On the single-document and top-level-array framings — one parse over the whole payload, and the JSON connector's Kafka-message default — simd-json decodes roughly 1.4× faster than serde_json. On NDJSON (50 independent line parses) the gap narrows to ~1.15× as per-parse overhead dominates, and on the flat single-record order shape it is ~1.25×. Every arm is faster; the win is largest exactly where one large document is parsed.

Measured on aarch64

These numbers are from an Apple M5 Max (aarch64, NEON) — the machine every page here uses. simd-json's speedup is architecture-sensitive; an x86-64 host with AVX2 was not measured. serde_json remains the default backend, and simd is a per-deployment opt-in worth benchmarking on your own hardware and payloads.

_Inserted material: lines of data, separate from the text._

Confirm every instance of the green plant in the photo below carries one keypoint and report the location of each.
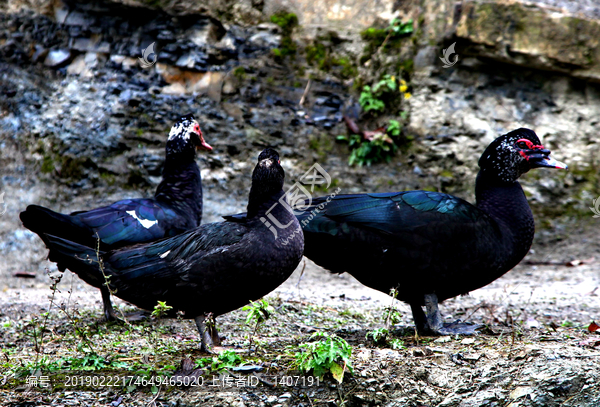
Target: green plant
(392, 314)
(397, 344)
(161, 309)
(369, 101)
(258, 312)
(329, 354)
(287, 22)
(378, 335)
(379, 39)
(224, 360)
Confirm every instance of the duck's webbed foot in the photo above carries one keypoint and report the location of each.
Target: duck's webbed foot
(209, 336)
(431, 323)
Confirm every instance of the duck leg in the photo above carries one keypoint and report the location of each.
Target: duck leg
(209, 337)
(430, 323)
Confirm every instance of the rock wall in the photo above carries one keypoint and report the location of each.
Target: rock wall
(82, 124)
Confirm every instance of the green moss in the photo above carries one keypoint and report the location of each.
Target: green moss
(315, 53)
(108, 177)
(47, 164)
(240, 72)
(322, 144)
(287, 21)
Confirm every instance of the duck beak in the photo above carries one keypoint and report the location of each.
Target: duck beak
(203, 145)
(541, 158)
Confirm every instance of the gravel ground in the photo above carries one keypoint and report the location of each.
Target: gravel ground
(535, 349)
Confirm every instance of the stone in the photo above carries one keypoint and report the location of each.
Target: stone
(57, 58)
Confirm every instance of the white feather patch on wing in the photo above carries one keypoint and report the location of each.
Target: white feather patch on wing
(144, 222)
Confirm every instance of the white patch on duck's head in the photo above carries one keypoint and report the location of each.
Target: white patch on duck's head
(144, 222)
(267, 162)
(183, 128)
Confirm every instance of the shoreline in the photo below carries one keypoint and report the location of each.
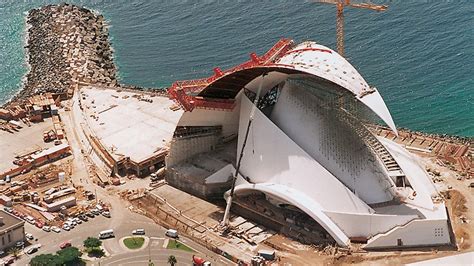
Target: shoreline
(72, 31)
(64, 43)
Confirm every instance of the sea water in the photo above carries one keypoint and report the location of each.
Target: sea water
(419, 54)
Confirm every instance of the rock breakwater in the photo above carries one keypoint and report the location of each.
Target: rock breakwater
(66, 44)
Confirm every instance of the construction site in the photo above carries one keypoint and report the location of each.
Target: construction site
(289, 157)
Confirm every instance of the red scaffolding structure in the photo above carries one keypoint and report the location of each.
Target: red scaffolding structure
(185, 92)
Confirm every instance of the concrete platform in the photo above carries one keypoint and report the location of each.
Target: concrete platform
(127, 123)
(26, 140)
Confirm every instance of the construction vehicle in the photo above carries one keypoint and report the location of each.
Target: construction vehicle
(198, 261)
(340, 4)
(49, 135)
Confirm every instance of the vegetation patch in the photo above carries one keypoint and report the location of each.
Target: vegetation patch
(174, 244)
(134, 242)
(69, 256)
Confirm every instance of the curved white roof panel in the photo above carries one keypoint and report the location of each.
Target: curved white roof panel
(318, 60)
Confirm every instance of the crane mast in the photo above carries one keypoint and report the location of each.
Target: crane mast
(340, 5)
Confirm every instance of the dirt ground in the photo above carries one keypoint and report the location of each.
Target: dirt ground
(459, 198)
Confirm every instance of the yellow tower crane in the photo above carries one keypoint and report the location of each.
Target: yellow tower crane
(340, 4)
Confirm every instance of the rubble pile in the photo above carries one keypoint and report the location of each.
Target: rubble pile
(66, 43)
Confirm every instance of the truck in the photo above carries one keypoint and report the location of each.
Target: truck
(198, 261)
(106, 234)
(172, 233)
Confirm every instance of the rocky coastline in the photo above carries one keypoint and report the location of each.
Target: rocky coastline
(66, 44)
(69, 45)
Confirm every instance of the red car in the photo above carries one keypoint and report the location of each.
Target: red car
(39, 224)
(65, 245)
(9, 260)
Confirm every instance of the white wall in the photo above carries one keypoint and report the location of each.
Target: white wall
(415, 173)
(330, 142)
(229, 120)
(184, 148)
(415, 233)
(367, 225)
(272, 157)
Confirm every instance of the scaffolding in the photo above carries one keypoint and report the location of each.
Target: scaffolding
(185, 93)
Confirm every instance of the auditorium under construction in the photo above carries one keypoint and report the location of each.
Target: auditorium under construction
(296, 120)
(297, 124)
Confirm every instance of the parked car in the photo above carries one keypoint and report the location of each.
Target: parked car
(29, 236)
(9, 260)
(39, 224)
(72, 222)
(138, 232)
(30, 219)
(31, 250)
(65, 245)
(172, 233)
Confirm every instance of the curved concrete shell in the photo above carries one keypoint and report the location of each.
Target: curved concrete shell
(308, 151)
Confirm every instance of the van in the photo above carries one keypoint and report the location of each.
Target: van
(171, 233)
(30, 219)
(106, 234)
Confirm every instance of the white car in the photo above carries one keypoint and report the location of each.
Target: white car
(138, 232)
(29, 236)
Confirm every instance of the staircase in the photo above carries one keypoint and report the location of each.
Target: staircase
(374, 144)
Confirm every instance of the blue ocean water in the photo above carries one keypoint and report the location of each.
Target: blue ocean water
(419, 54)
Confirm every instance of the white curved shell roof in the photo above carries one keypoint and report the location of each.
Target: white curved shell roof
(318, 60)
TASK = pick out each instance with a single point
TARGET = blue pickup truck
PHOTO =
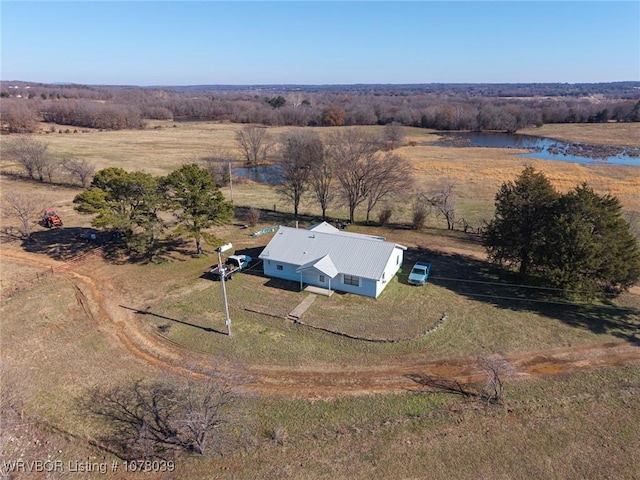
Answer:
(419, 273)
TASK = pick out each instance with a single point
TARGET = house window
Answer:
(351, 280)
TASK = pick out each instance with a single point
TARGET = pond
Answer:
(547, 148)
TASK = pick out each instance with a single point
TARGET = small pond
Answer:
(547, 148)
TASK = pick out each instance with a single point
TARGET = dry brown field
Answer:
(347, 409)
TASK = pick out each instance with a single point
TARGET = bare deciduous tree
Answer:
(25, 207)
(300, 150)
(420, 212)
(252, 217)
(498, 371)
(158, 419)
(393, 135)
(385, 215)
(81, 170)
(388, 174)
(30, 153)
(353, 152)
(444, 203)
(219, 166)
(254, 144)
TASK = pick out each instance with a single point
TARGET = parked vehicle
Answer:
(234, 264)
(50, 219)
(419, 273)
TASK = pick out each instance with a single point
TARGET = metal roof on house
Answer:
(354, 254)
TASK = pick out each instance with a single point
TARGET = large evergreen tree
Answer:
(128, 202)
(578, 242)
(198, 203)
(589, 245)
(517, 230)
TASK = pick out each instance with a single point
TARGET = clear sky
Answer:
(327, 42)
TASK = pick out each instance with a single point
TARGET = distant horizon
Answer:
(184, 43)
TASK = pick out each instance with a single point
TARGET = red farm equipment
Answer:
(51, 219)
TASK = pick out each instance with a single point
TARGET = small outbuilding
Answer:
(332, 259)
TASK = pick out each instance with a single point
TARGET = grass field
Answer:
(478, 172)
(584, 425)
(57, 341)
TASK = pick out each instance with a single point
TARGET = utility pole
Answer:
(221, 249)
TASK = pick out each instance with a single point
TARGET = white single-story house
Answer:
(326, 257)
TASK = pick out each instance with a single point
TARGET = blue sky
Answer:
(304, 42)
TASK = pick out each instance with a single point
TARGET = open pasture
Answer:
(69, 332)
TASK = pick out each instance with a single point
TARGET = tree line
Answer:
(473, 107)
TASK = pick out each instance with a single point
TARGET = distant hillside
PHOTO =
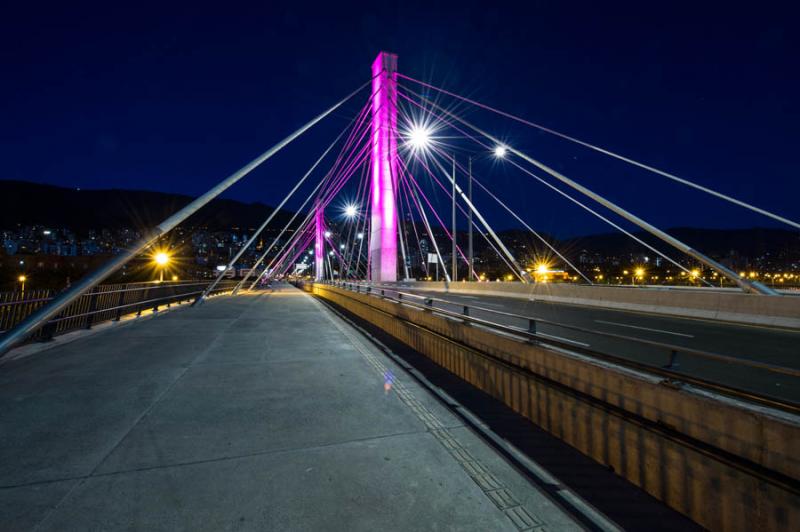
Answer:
(753, 242)
(32, 203)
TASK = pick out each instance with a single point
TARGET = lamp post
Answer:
(161, 259)
(454, 250)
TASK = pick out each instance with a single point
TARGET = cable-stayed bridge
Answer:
(236, 416)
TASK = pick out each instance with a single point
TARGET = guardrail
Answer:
(102, 303)
(528, 329)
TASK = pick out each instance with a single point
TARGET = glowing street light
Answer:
(161, 259)
(350, 211)
(419, 137)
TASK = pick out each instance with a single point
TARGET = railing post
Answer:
(532, 327)
(49, 329)
(120, 300)
(673, 355)
(92, 308)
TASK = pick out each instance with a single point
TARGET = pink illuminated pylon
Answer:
(319, 246)
(383, 214)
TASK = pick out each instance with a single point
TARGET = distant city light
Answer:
(418, 137)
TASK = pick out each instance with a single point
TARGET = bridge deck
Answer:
(258, 412)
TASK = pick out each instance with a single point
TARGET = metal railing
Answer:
(102, 303)
(527, 327)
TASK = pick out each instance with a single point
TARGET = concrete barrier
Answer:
(735, 307)
(726, 464)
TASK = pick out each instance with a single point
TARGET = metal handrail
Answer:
(83, 314)
(533, 335)
(672, 347)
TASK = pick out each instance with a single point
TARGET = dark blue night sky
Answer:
(174, 98)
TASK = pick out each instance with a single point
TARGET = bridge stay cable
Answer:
(38, 318)
(612, 154)
(269, 218)
(572, 199)
(744, 284)
(342, 160)
(528, 227)
(323, 198)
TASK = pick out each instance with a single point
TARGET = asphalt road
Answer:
(780, 347)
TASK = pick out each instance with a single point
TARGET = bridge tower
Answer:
(319, 243)
(383, 208)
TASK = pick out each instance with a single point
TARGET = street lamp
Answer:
(161, 259)
(418, 137)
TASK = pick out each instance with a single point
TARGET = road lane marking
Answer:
(645, 328)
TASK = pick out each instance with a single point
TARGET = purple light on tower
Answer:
(319, 247)
(383, 215)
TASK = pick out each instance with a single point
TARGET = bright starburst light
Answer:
(419, 137)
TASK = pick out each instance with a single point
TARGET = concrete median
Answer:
(728, 306)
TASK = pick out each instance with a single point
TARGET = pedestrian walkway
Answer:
(259, 412)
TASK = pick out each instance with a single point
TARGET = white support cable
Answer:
(340, 179)
(744, 284)
(427, 226)
(447, 194)
(529, 228)
(274, 212)
(402, 194)
(582, 205)
(275, 241)
(30, 324)
(617, 156)
(519, 272)
(483, 234)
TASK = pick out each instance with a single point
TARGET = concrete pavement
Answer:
(250, 413)
(771, 345)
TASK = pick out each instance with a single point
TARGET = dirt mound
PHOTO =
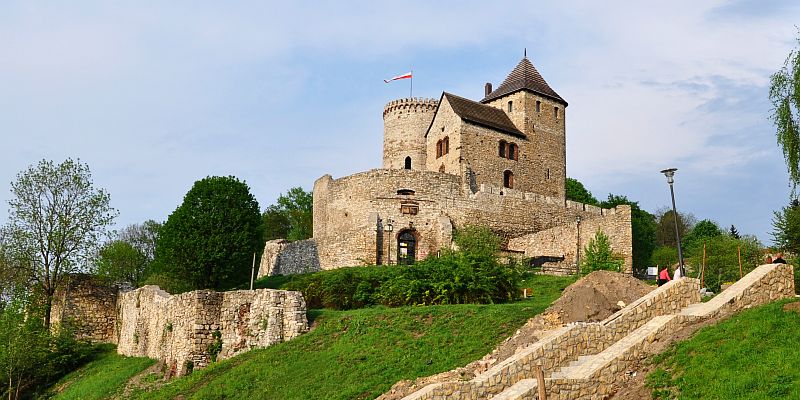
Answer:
(591, 298)
(597, 295)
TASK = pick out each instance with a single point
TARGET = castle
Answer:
(447, 163)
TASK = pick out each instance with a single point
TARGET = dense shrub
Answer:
(471, 274)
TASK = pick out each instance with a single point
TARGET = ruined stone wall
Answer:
(351, 214)
(281, 257)
(565, 240)
(87, 307)
(405, 122)
(188, 330)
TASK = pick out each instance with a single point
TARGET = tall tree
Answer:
(291, 218)
(665, 226)
(784, 93)
(643, 226)
(209, 240)
(575, 191)
(56, 219)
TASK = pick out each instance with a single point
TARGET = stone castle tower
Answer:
(405, 122)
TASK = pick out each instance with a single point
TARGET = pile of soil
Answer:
(592, 298)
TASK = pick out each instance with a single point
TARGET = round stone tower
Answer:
(405, 122)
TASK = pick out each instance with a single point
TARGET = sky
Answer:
(155, 95)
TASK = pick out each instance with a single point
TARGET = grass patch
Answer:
(752, 355)
(102, 378)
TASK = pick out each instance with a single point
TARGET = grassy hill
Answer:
(356, 354)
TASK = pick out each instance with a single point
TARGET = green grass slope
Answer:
(753, 355)
(359, 354)
(102, 378)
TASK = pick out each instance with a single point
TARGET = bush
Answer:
(598, 255)
(471, 274)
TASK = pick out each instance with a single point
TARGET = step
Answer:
(518, 390)
(565, 371)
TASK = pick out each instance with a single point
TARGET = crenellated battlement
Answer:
(415, 104)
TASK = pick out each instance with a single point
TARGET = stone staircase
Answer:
(584, 360)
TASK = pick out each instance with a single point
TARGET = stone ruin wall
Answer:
(347, 212)
(181, 330)
(178, 330)
(281, 257)
(88, 307)
(564, 240)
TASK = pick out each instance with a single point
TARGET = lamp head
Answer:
(669, 173)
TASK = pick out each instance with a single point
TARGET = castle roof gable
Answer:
(524, 77)
(482, 114)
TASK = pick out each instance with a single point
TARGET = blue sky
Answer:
(156, 95)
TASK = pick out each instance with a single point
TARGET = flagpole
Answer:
(411, 91)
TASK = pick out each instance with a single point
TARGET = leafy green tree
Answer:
(291, 218)
(599, 256)
(700, 232)
(784, 93)
(786, 228)
(119, 261)
(129, 257)
(209, 240)
(643, 226)
(56, 219)
(577, 192)
(665, 226)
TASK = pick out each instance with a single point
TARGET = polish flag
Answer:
(407, 75)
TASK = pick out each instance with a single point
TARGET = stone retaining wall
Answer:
(188, 330)
(615, 343)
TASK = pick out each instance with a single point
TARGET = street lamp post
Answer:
(670, 173)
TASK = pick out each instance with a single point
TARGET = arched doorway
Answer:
(406, 247)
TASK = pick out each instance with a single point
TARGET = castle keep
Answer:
(450, 162)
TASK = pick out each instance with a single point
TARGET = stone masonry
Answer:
(184, 331)
(453, 162)
(584, 360)
(188, 330)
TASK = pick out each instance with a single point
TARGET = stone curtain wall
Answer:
(281, 257)
(347, 212)
(184, 331)
(583, 361)
(564, 240)
(88, 307)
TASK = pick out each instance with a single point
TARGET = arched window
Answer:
(508, 179)
(406, 247)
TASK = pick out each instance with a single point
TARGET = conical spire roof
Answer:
(524, 77)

Not byte-for-byte identical

simd-json is a different parser, so decode is not semantically identical to serde_json on every input. It rejects integer literals outside the i64/u64 range that serde_json accepts as f64 (such a document is dropped as malformed, or fails the payload under on_error: fail), normalizes -0 to 0, and does not honor the serde_json-specific arbitrary-precision, raw-value, or float-roundtrip features. The duplicate-key guard is unaffected — it always runs on serde_json. Ordinary-range numbers decode identically; validate against your own payloads before switching.

Reproduce

The rig is benchmarks/src/bin/deser_formats.rs; the shared shapes and both formats' encoders are in benchmarks/src/deser_sample.rs. One invocation measures one arm (mean of REPS reps, Student-t 95% CI). Sweep the matrix:

RESULTS=benchmarks/results/deser-formats.jsonl
for R in typed value; do
for F in avro json; do
SHAPE=order FORMAT=$F RECORD=$R REPS=9 RESULTS=$RESULTS \
cargo run -p benchmarks --release --bin deser_formats
done
SHAPE=batch FORMAT=avro RECORD=$R REPS=9 RESULTS=$RESULTS \
cargo run -p benchmarks --release --bin deser_formats
for FR in single array ndjson; do
SHAPE=batch FORMAT=json FRAMING=$FR RECORD=$R REPS=9 RESULTS=$RESULTS \
cargo run -p benchmarks --release --bin deser_formats
done
done

# simd-json backend — rebuild with the feature; JSON typed arms.
SHAPE=order FORMAT=json RECORD=typed REPS=9 RESULTS=$RESULTS \
cargo run -p benchmarks --release --bin deser_formats --features json-simd
for FR in single array ndjson; do
SHAPE=batch FORMAT=json FRAMING=$FR RECORD=typed REPS=9 RESULTS=$RESULTS \
cargo run -p benchmarks --release --bin deser_formats --features json-simd
done

# memcpy-only baseline — the copy simd-json's mutable-buffer parse pays.
SHAPE=order FORMAT=json RECORD=typed COPY_ONLY=1 REPS=9 RESULTS=$RESULTS \
cargo run -p benchmarks --release --bin deser_formats
for FR in single array ndjson; do
SHAPE=batch FORMAT=json FRAMING=$FR RECORD=typed COPY_ONLY=1 REPS=9 RESULTS=$RESULTS \
cargo run -p benchmarks --release --bin deser_formats
done

Per-format micro-benchmarks (criterion) live in each format crate — crates/etl-json/benches/decode.rs and crates/etl-avro/benches/decode.rs. See Methodology for the harness and the Report schema the charts read.